Ketetapan Majelis Pemusyawaratan Rakyat menjadi norma yang mengacu dari
Undang-Undang Dasar Negara Republik Indonesia Tahun 1945 dan sekaligus menjadi
acuan dari Undang-Undang/Peraturan Pemerintah Pengganti Undang-Undang.
2.
Peraturan Daerah Provinsi (sebelumnya Peraturan Daerah) menjadi norma yang
mengacu pada Peraturan Presiden, dan sekaligus menjadi acuan dari Peraturan
Daerah Kabupaten/Kota.
3.
Peraturan Daerah Kabupaten/Kota (sebelumnya Peraturan Daerah) menjadi norma
yang mengacu pada Peraturan Daerah Provinsi.
Kemudian
yang pasti menjadi menarik adalah mengenai Ketetapan Majelis Pemusyawaratan
Rakyat yang kembali dikenal sebagai peraturan perundang-undangan setelah
dihilangkan selama 7 tahun (2004-2011) dalam urutan peraturan
perundang-undangan. Ketetapan Majelis Pemusyawaratan Rakyat ini ternyata diatur
dalam bagaian Penjelasan UU Pembentukan Peraturan Perundang-undangan 2011 yaitu
:
”Ketetapan Majelis Permusyawaratan Rakyat”

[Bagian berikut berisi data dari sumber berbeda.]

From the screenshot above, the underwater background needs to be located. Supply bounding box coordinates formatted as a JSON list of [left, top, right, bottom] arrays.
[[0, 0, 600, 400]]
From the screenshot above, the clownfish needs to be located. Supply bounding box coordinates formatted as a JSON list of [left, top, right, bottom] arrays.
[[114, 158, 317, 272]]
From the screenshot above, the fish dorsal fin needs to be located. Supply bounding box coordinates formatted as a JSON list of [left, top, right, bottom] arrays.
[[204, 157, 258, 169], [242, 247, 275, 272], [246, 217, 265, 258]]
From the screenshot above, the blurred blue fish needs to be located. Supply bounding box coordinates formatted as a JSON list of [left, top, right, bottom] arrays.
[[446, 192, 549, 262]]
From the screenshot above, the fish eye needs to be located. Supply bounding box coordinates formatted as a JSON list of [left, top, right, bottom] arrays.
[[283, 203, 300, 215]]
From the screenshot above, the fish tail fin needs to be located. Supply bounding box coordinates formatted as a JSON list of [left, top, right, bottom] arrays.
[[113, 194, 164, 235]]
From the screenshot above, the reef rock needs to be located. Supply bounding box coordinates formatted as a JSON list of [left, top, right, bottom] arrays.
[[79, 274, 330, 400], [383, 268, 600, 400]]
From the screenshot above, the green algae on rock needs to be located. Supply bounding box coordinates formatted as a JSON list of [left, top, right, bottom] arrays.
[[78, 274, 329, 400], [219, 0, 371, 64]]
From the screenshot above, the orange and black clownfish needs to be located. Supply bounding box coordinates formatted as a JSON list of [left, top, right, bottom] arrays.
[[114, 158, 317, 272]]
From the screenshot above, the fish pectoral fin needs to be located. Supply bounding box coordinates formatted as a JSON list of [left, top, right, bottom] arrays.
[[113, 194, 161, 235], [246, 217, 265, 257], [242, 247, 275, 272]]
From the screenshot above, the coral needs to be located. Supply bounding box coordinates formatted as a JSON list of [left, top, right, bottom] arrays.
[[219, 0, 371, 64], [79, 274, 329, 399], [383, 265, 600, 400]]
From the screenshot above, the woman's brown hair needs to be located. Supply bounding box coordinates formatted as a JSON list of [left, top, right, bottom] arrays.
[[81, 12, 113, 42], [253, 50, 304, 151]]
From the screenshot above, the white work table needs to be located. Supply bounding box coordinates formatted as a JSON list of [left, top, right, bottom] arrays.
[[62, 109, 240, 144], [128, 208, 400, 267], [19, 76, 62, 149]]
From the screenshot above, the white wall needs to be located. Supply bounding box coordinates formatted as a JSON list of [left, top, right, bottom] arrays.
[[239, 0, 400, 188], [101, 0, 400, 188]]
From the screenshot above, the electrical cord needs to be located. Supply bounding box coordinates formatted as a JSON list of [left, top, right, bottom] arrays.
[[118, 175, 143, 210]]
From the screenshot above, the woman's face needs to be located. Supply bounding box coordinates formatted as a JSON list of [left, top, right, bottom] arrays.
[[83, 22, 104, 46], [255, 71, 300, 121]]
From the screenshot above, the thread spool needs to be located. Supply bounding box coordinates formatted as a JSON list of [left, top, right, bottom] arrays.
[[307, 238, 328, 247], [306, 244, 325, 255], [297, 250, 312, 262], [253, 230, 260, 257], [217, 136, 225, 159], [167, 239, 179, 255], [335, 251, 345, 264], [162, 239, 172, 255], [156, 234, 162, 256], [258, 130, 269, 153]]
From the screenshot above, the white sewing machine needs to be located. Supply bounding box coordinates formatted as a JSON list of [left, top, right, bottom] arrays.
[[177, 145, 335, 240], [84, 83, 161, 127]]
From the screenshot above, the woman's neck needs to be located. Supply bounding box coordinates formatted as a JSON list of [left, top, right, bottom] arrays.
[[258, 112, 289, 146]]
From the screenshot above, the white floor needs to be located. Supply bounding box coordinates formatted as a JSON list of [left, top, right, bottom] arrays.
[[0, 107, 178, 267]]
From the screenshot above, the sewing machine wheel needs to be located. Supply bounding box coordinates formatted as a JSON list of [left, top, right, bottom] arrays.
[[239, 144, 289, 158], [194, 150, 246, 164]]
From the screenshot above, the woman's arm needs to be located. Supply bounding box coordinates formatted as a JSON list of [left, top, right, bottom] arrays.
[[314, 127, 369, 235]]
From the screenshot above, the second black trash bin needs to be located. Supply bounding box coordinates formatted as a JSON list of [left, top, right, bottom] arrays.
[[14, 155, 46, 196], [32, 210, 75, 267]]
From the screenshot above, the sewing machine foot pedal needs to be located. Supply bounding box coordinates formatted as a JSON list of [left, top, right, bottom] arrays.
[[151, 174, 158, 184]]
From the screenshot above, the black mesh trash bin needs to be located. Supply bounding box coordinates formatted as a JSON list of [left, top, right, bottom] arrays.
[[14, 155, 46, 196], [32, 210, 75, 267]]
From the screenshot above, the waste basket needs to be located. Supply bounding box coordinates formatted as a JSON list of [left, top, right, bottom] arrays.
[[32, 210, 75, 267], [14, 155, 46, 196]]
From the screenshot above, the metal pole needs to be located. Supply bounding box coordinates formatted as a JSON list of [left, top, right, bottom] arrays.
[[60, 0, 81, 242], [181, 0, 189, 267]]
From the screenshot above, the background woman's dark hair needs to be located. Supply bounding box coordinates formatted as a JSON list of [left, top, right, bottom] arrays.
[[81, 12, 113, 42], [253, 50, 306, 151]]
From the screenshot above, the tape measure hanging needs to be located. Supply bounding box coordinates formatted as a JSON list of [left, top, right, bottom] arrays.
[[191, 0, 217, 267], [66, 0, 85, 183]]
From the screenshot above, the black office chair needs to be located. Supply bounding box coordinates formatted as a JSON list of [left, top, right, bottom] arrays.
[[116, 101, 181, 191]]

adalah Ketetapan Majelis Permusyawaratan Rakyat Sementara dan Ketetapan Majelis
Permusyawaratan Rakyat yang masih berlaku sebagaimana dimaksud dalam Pasal 2
dan Pasal 4 Ketetapan Majelis Permusyawaratan Rakyat Republik Indonesia Nomor:
I/MPR/2003 tentang Peninjauan Terhadap Materi dan Status Hukum Ketetapan
Majelis Permusyawaratan Rakyat Sementara dan Ketetapan Majelis Permusyawaratan
Rakyat Tahun 1960 sampai dengan Tahun 2002, tanggal 7 Agustus 2003.”
Namun
patut disayangkan hingga sekarang, walaupun adanya Ketetapan Majelis
Pemusyawaratan Rakyat ditetapkan sebagai norma lebih tinggi dari
undang-undang/peraturan perundang-undangan (PERPU); ketetapan Majelis
Pemusyawaratan Rakyat belum diaplikasikan dalam undang-undang selanjutnya
sebagai dasar acuan pembuatan undang-undang/PERPU. Sebagai contoh dalam
Undang-Undang Nomor 13 Tahun 2011 tentang Penanganan Fakir Miskin pada bagian
”MENGINGAT” yang masih mendasarkan hanya pada (tidak memuat mengenai Ketetapan
Majelis Pemusyawaratan rakyat) :
“1. Pasal 20, Pasal 21, Pasal 27 ayat (2),
Pasal 28H ayat (1) dan ayat (2), Pasal 33 ayat (3) dan ayat (4), dan Pasal 34
ayat (1) Undang-Undang Dasar Negara Republik Indonesia Tahun 1945;
2. Undang-Undang Nomor 11 Tahun 2009 tentang Kesejahteraan
Sosial (Lembaran Negara Republik Indonesia
Tahun 2009 Nomor 12, Tambahan Lembaran Negara Republik Indonesia Nomor
4967); ”
Dan juga,
contoh ketiadaan nyata, dari Ketetapan
Majelis Pemusyawaratan Rakyat sebagai dasar dalam Undang-Undang Nomor 14 Tahun
2011 tentang Pertanggungjawaban atas Pelaksanaan Anggaran Pendapatan dan
Belanja Negara Tahun Anggaran 2010 pada bagian ”MENGINGAT” mengatur pada
ketentuan sebagai berikut:
”1.
Pasal 5 ayat (1), Pasal 20 ayat (1), ayat (2) dan ayat (5), Pasal 23
ayat (1) dan Pasal 23E Undang-Undang Dasar Negara Republik Indonesia Tahun
1945;
2. Undang-Undang Nomor 17 Tahun 2003 tentang
Keuangan Negara (Lembaran Negara Republik Indonesia Tahun 2003 Nomor 47,
Tambahan Lembaran Negara Republik Indonesia Nomor 4286);
3. Undang-Undang Nomor 1 Tahun 2004 tentang
Perbendaharaan Negara (Lembaran Negara Republik Indonesia Tahun 2004 Nomor 5,
Tambahan Lembaran Negara Republik Indonesia Nomor 4355);
4. Undang-Undang Nomor 10 Tahun 2004 tentang
Pembentukan Peraturan Perundang-undangan (Lembaran Negara Republik Indonesia
Tahun 2004 Nomor 53, Tambahan Lembaran Negara Republik Indonesia Nomor 4389);
5. Undang-Undang Nomor 15 Tahun 2004 tentang
Pemeriksaan Pengelolaan dan Tanggung Jawab Keuangan Negara (Lembaran Negara
Republik Indonesia Tahun 2004 Nomor 66, Tambahan Lembaran Negara Republik
Indonesia Nomor 4400);”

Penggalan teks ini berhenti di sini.